None of this would matter if the fight scenes thrilled. Back in the 1980s and '90s, when Chan was risking his life for our love by hanging off buildings and hot-air balloons, the Hong Kong superstar seemed invincible. In films like "Police Story," "Armour of God" and even a late-model whimsy like "Rumble in the Bronx," the star attraction was Chan's physicality, which worked a glorious counterpoint to his comically ductile physiognomy. Like Gene Kelly or Michael Jordan, he made it look easy. Chan turns 49 this April, however, and though he still looks as if some Renaissance master chiseled him out of marble, at least from the neck down, he has increasingly come to rely on clever props, stuntmen and ingratiating shtick to deflect attention from his slowing body.
There are a few diverting fight scenes in "Shanghai Knights," but too often the fights, choreographed by Chan, feel specifically calculated to win the affections of the American audience. One street skirmish that directly quotes Kelly's title number from "Singin' in the Rain" is overextended and predictable in its payoff but, worse yet, carries with it a whiff of desperation. Loving Jackie Chan has always been easy, which is why it would be nice if he could find better material in which to bask in his long-sought American stardom or, alternately, ease into bad movies as effortlessly as his co-star. With a zonked-out Zen vibe and a twangy singsong that suggests he only that minute laid aside his bong, Wilson isn't begging for our devotion. He's just inviting us to the nonstop party going on in his head.
MPAA rating: PG-13, for violence and sexual content.

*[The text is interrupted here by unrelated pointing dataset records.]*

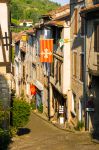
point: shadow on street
(23, 131)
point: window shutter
(81, 67)
(74, 63)
(82, 26)
(96, 37)
(75, 20)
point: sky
(62, 2)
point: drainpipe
(49, 70)
(85, 77)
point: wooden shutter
(96, 37)
(74, 64)
(81, 67)
(97, 62)
(75, 20)
(82, 26)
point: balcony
(93, 64)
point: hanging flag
(32, 89)
(46, 50)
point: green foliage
(20, 112)
(80, 125)
(15, 21)
(4, 139)
(40, 108)
(31, 9)
(13, 54)
(33, 106)
(13, 131)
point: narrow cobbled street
(44, 136)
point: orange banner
(46, 50)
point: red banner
(32, 89)
(46, 50)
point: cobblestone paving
(44, 136)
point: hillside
(31, 9)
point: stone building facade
(77, 61)
(6, 78)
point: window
(52, 68)
(96, 37)
(56, 34)
(82, 25)
(75, 20)
(73, 103)
(74, 63)
(82, 67)
(24, 72)
(97, 62)
(58, 72)
(60, 64)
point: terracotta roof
(90, 8)
(62, 16)
(23, 49)
(58, 10)
(30, 30)
(28, 20)
(55, 23)
(17, 36)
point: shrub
(33, 106)
(20, 113)
(80, 125)
(4, 138)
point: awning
(38, 85)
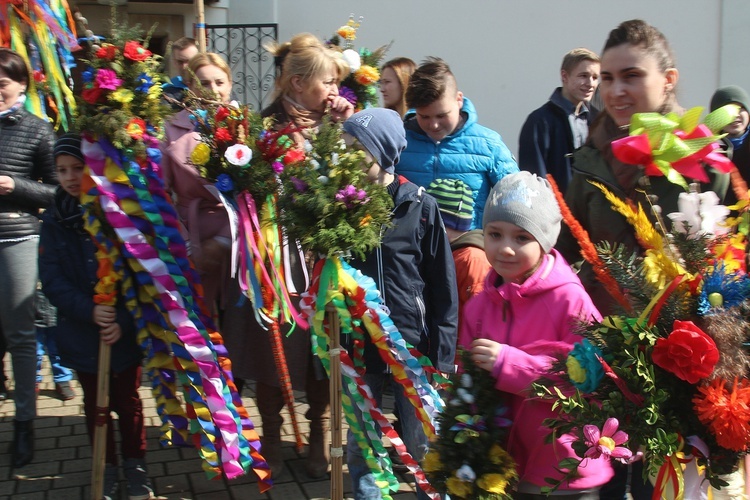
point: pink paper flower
(607, 441)
(107, 79)
(239, 155)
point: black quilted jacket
(26, 155)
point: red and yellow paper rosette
(184, 347)
(358, 304)
(676, 147)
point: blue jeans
(45, 342)
(18, 276)
(363, 482)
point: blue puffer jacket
(67, 269)
(474, 154)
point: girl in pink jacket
(523, 320)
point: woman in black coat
(27, 178)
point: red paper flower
(92, 94)
(107, 51)
(221, 114)
(294, 155)
(222, 135)
(136, 128)
(726, 413)
(688, 352)
(135, 51)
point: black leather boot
(23, 442)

Times guidelines: The violence is pretty clean, but the language is surprisingly dirty.
Jackie Chan ... Chon Wang
Owen Wilson ... Roy O'Bannon
Aaron Johnson ... Charlie
Thomas Fisher ... Artie Doyle
Aidan Gillen ... Rathbone
Touchstone Pictures and Spyglass Entertainment present a Birnbaum/Barber production, released by Touchstone Pictures. Director David Dobkin. Writers Alfred Gough, Miles Millar. Producers Roger Birnbaum, Gary Barber, Jonathan Glickman. Director of photography Adrian Biddle. Production designer Allan Cameron. Editor Malcolm Campbell. Costume designer Anna Sheppard. Music Randy Edelman. Casting Donna Morong. Running time: 1 hour, 55 minutes.